Abstract: Parent-Child Communications with Self-Identified out Gay Men: Their Communication Styles (Society for Social Work and Research 22nd Annual Conference - Achieving Equal Opportunity, Equity, and Justice)

531P Parent-Child Communications with Self-Identified out Gay Men: Their Communication Styles

Schedule:
Saturday, January 13, 2018
Marquis BR Salon 6 (ML 2) (Marriott Marquis Washington DC)
* noted as presenting author
Junior Allen, Ph.D., Doctoral Student, University of Georgia, Athens, GA
Michael Holosko, Ph.D., Professor, University of Georgia, Athens, GA
Jennifer Elkins, PhD, Assistant Professor, University of Georgia, Athens, GA
Shari Miller, PhD, Associate Dean and Associate Professor, University of Georgia, Athens, GA
Orion Mowbray, PhD, Assistant Professor, University of Georgia, Athens, GA
Kimberly Huggins-Hoyt, Ph.D., PhD Graduate, University of Georgia, Athens, GA
Rationale. We explored the attributes that made parent-child communications more effective when addressing issued related to sex, sexuality, and HIV, with self-identified gay males.  

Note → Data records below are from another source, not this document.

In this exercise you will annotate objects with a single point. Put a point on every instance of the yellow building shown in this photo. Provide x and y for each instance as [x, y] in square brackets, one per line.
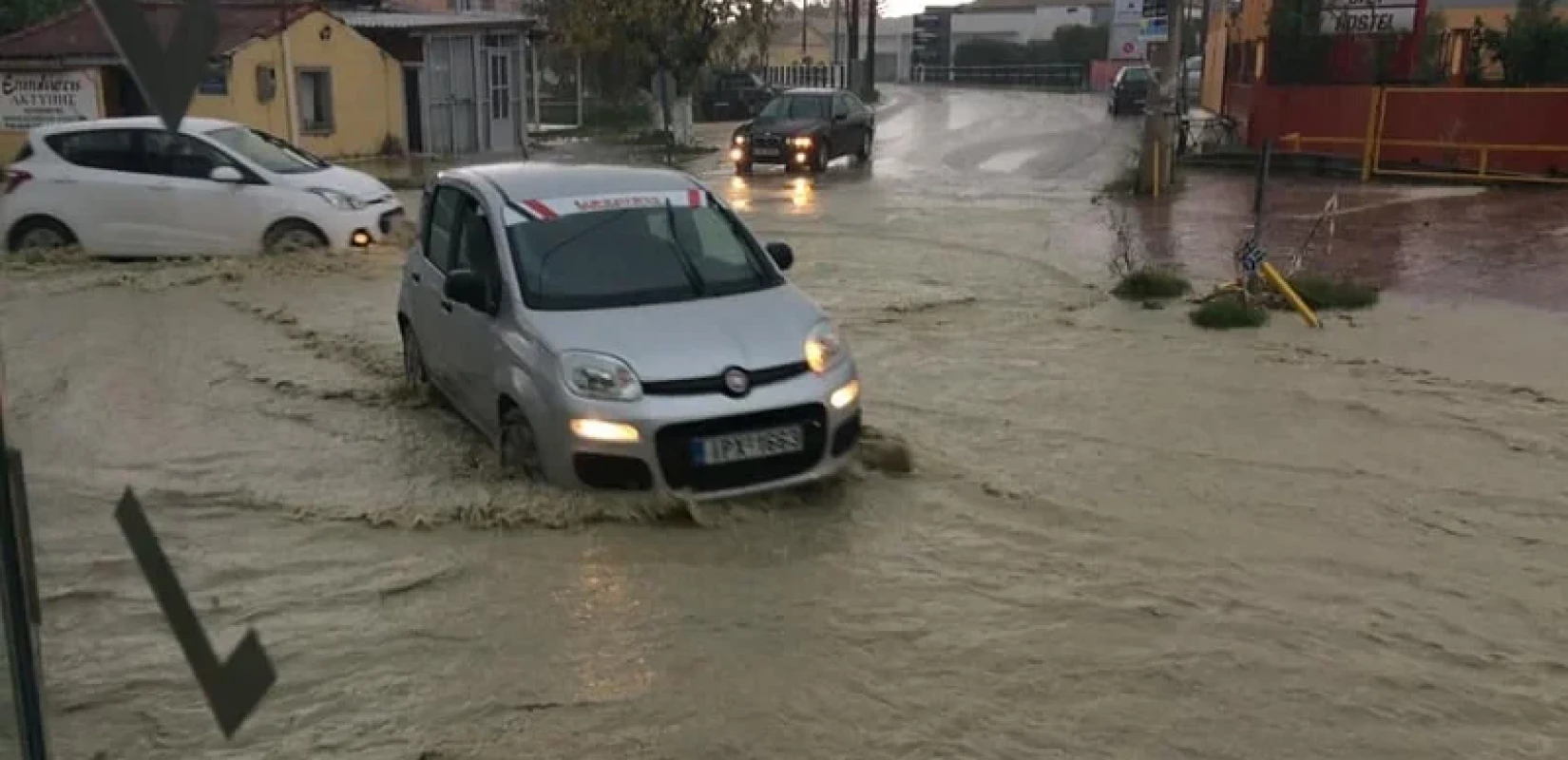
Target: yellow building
[289, 69]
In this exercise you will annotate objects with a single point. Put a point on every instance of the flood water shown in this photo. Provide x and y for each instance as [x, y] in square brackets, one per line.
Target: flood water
[1121, 540]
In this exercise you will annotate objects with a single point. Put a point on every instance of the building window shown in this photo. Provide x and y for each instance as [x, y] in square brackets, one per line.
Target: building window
[316, 101]
[217, 82]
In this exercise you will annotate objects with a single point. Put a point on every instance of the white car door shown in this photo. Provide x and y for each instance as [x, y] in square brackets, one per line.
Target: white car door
[105, 179]
[202, 215]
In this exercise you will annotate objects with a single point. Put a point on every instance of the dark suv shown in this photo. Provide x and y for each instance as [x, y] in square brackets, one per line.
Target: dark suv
[735, 96]
[1129, 91]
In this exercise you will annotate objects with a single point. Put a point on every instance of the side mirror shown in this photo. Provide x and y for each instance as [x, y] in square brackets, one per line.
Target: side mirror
[783, 256]
[468, 289]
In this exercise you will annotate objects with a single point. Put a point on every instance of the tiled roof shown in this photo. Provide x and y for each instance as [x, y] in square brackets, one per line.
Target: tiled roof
[80, 35]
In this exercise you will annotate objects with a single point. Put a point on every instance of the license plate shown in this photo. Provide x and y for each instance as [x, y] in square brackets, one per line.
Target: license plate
[742, 446]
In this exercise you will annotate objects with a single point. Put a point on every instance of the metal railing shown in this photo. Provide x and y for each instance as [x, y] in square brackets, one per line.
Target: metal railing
[1068, 77]
[806, 76]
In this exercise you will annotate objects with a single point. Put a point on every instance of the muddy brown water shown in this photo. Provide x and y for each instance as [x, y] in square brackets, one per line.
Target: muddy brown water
[1121, 540]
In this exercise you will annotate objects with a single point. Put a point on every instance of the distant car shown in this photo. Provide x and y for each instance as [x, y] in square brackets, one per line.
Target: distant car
[803, 130]
[129, 187]
[1129, 91]
[620, 328]
[736, 94]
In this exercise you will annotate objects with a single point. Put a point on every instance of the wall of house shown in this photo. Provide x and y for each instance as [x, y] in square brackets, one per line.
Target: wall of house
[91, 99]
[366, 88]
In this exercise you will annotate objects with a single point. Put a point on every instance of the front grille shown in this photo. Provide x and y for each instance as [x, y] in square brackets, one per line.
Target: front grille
[675, 448]
[716, 383]
[391, 219]
[612, 472]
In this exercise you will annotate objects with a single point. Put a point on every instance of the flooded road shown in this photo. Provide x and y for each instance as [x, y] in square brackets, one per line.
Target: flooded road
[1123, 538]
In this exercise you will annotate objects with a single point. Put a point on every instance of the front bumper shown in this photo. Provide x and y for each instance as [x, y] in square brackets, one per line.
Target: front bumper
[660, 460]
[367, 226]
[781, 154]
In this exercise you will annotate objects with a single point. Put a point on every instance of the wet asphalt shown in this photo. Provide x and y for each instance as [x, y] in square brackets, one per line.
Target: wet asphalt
[1104, 550]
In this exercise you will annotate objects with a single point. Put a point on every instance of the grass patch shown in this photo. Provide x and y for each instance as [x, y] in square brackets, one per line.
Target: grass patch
[1322, 292]
[1151, 286]
[1228, 311]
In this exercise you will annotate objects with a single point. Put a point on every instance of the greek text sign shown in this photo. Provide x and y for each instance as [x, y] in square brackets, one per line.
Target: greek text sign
[1363, 17]
[33, 99]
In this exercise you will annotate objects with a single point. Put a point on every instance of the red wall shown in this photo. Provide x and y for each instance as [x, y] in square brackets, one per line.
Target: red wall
[1459, 116]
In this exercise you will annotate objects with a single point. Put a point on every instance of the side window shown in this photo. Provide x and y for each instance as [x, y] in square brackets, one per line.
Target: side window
[441, 232]
[99, 149]
[179, 156]
[475, 250]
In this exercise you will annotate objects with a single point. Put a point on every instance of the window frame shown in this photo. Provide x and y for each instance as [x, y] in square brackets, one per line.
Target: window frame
[325, 72]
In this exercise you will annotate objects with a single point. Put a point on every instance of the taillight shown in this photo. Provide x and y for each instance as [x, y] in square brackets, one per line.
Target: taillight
[13, 179]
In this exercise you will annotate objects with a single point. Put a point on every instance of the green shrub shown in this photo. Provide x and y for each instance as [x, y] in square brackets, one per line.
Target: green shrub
[1228, 313]
[1151, 284]
[1322, 292]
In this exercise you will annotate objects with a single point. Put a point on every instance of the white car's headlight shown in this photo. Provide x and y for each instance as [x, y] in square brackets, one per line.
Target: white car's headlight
[600, 376]
[824, 349]
[339, 200]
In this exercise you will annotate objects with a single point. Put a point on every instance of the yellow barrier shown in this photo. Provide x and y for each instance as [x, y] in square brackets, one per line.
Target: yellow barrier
[1290, 294]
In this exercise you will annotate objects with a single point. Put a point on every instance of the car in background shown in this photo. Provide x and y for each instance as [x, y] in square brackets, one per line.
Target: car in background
[1129, 91]
[621, 328]
[735, 96]
[803, 130]
[129, 187]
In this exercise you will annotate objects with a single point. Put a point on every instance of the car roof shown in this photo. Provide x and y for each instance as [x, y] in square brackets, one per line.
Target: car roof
[190, 124]
[537, 180]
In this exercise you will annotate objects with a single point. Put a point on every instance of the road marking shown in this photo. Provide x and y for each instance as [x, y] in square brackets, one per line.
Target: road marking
[233, 688]
[1008, 162]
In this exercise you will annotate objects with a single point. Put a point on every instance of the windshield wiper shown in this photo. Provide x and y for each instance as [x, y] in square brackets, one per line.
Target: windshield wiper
[680, 253]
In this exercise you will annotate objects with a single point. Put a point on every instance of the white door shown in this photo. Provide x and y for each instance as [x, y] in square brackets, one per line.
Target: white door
[201, 215]
[502, 116]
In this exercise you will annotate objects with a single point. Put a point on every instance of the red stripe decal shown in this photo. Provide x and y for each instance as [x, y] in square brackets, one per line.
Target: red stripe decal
[543, 212]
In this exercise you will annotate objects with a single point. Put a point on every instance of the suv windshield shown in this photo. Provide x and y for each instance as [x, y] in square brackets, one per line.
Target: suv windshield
[634, 257]
[798, 106]
[267, 151]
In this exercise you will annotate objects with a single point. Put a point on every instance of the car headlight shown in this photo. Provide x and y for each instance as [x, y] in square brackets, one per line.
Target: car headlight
[339, 200]
[600, 376]
[824, 349]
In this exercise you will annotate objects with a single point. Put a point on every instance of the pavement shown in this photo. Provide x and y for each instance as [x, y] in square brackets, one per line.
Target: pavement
[1123, 538]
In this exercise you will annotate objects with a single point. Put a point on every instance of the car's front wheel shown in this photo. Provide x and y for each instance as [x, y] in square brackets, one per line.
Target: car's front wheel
[519, 446]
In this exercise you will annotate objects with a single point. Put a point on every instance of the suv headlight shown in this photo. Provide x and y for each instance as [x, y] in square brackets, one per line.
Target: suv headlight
[600, 376]
[824, 349]
[339, 200]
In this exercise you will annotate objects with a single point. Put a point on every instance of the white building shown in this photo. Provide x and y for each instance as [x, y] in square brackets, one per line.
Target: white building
[1021, 22]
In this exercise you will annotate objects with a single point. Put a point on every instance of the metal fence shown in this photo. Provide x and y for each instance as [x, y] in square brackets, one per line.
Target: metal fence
[1056, 76]
[813, 76]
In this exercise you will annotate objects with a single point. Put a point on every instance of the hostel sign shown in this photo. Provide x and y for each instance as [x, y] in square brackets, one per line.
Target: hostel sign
[1369, 17]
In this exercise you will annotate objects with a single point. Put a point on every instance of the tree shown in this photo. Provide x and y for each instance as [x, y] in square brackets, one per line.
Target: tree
[17, 14]
[1532, 46]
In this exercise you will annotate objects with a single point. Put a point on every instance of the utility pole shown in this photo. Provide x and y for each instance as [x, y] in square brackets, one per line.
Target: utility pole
[870, 50]
[1159, 129]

Background/Purpose. Simple basic communication is often a difficult and arduous process, especially when addressing sensitive topics.  One example occurs when parents and gay males discuss topics and issues related to sex, sexuality, and/or HIV.  Limited research on this subject, showed that generally, gay males were more likely to reveal their sexual orientation and spoke more openly to their mothers about sex and sexuality.  However, no know empirical studies have been identified, that explored in-depth the stylistic aspects of communications with this sub-population.

Method. Single one-on-one participant telephone and face-to-face interviews, ranging from 45-90 minutes, were conducted in 2016 with N = 14 unique self-identified out gay males ages, Ra 18-30. They were asked to retrospectively recall their parent-child communications on sex, sexuality, and HIV.  All consented interviews were recorded and transcribed verbatim. Analyses were conducted using iterative inductive and deductive procedures associated with thematic analysis.  Identified themes and codes were subsequently discussed with 3 participants taken from the larger pool of participants for validity purposes.

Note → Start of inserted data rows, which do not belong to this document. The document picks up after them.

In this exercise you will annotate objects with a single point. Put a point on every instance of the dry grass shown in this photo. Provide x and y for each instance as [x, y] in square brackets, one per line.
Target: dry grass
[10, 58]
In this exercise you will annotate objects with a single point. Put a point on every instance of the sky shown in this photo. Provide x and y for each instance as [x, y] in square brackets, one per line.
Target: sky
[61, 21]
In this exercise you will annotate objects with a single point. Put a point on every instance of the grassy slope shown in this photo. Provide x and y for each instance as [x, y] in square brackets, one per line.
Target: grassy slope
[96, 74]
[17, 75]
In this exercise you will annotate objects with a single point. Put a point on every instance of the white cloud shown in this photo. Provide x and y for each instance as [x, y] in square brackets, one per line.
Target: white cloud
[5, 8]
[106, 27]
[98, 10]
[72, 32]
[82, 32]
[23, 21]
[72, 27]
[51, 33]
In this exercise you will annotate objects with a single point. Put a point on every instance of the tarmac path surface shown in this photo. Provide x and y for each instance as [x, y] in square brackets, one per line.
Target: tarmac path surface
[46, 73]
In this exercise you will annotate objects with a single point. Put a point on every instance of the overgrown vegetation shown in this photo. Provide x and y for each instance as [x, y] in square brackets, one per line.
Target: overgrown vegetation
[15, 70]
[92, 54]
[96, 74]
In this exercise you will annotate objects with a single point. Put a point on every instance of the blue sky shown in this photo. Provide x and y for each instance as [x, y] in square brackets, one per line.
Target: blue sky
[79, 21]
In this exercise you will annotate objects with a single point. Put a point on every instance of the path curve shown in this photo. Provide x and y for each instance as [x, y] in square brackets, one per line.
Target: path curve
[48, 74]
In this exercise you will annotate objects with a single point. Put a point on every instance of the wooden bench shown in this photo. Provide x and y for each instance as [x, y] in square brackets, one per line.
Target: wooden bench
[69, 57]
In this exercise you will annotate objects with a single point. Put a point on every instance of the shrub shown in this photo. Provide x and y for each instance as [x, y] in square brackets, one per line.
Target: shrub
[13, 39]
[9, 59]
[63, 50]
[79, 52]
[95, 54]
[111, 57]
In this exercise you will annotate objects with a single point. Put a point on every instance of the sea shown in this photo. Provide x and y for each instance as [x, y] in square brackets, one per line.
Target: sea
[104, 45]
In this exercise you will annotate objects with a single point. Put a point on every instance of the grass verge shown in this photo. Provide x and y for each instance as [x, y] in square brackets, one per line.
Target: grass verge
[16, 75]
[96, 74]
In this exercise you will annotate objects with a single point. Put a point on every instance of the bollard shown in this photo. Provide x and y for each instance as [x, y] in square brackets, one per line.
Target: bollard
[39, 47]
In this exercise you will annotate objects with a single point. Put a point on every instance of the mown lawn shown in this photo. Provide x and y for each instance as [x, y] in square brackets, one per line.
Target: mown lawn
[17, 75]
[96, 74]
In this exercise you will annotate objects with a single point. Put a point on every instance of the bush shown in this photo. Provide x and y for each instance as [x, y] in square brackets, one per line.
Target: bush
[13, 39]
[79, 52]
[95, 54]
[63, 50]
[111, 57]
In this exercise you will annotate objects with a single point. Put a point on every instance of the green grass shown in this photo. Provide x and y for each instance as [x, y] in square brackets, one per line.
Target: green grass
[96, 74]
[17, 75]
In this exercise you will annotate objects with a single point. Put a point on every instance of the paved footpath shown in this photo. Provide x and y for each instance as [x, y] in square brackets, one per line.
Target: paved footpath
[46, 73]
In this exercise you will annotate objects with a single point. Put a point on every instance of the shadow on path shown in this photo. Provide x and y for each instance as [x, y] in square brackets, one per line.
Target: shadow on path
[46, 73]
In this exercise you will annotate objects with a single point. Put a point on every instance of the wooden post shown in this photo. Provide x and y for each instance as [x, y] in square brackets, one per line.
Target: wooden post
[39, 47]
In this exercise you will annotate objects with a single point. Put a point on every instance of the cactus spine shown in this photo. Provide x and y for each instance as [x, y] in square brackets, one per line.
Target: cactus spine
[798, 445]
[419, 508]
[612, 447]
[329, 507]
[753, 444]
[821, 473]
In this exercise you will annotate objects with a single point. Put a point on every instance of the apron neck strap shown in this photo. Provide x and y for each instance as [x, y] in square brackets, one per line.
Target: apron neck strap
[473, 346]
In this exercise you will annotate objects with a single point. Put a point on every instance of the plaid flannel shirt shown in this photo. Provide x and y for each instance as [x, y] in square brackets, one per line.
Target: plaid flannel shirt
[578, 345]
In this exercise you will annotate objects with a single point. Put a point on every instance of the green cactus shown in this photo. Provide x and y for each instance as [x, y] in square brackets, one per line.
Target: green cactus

Findings. Findings revealed that conversational styles with gay males about sex fell on a continuum of poor, below average, average, above average and excellent.  Conversations deemed poor were often: a) completely dismissive, b) superficial and generic, c) emasculating, d) used scare tactics, e) invoked religion, and f) invoked ultimatums. Conversely, conversations deemed excellent were often: a) timely and frequent, b) used age appropriate language, c) acknowledged parental limitations, d) reinforced and normalized sexuality, e) provided external support, and f) discussed the sexuality continuum.  Participants revealed that all parental conversations with them either improved over time, or fluctuated back-and-forth as a result of personal comfort levels and their mutual understandings of sex and sexuality. These vacillations were based on: a) parental knowledge about how to live with a gay son, b) the son’s inability to accurately describe, and/or explain his own sexuality, c) some ingrained parental religious beliefs, d) parentally conflicted gender and role expectations of their son, e) parental education levels and, f) parental exposure to other GLBT individuals. Results indicated that most parents often did not address HIV/AIDS content effectively because of their own personal experiences with family and friends who died from HIV. 

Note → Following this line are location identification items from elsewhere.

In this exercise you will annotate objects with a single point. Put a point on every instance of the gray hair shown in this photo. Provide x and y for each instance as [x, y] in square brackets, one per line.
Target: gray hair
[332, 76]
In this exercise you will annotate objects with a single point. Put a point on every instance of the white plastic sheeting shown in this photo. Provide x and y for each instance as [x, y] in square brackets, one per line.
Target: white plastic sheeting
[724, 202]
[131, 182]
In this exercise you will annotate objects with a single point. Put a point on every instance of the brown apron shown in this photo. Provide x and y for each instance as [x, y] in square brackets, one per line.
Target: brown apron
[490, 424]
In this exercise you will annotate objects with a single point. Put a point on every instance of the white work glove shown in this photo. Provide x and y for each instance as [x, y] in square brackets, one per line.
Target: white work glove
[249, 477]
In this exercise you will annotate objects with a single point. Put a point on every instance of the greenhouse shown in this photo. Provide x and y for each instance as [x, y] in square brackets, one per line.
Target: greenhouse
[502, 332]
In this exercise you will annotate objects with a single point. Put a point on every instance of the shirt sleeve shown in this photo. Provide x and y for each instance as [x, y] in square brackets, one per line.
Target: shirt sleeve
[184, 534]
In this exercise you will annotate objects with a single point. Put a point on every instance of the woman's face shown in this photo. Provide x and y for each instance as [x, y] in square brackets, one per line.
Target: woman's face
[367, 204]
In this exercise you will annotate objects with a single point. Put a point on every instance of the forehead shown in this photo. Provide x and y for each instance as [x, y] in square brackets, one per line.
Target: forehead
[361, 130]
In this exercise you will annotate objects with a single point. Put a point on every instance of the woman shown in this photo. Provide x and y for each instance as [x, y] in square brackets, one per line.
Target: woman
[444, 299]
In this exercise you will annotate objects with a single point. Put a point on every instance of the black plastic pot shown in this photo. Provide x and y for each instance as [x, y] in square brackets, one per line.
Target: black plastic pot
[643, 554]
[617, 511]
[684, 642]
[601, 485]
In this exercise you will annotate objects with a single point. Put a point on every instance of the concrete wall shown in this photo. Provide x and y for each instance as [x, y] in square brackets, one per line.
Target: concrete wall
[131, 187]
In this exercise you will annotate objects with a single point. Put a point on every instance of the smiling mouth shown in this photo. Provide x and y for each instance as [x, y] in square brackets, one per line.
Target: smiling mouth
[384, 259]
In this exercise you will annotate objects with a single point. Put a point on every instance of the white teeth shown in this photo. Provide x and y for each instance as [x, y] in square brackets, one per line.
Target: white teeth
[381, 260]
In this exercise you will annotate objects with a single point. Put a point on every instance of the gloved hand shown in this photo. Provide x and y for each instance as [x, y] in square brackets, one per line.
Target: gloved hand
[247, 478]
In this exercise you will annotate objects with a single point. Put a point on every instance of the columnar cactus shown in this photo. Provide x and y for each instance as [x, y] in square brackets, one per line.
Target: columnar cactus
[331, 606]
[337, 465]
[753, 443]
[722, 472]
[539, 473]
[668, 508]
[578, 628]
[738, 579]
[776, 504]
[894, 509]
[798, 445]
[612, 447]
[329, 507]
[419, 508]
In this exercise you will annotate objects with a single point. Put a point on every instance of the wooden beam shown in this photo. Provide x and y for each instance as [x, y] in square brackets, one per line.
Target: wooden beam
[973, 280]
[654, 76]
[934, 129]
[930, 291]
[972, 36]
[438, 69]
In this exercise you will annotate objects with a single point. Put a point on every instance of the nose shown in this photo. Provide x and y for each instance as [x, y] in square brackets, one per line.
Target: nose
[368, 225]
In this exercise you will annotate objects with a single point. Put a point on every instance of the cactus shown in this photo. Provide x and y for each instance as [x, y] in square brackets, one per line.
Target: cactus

Implications. These findings provided a nuanced do’s and don’ts communication checklist, that could be helpful for all parents when initiating, and/or engaging in conversations about sex, and/or sexuality with adolescents, and specifically gay men.  Similarly, results indicated that such communications often resulted in closer parent-child relationships with parents developing differential attitudes and beliefs about homosexuality, and changed sexual health behaviors among these youth. Ultimately, both parents and children should be provided with more concrete information and supports about how to have these difficult conversations; as should frontline caseworkers, school social workers and educators, healthcare workers, and case managers.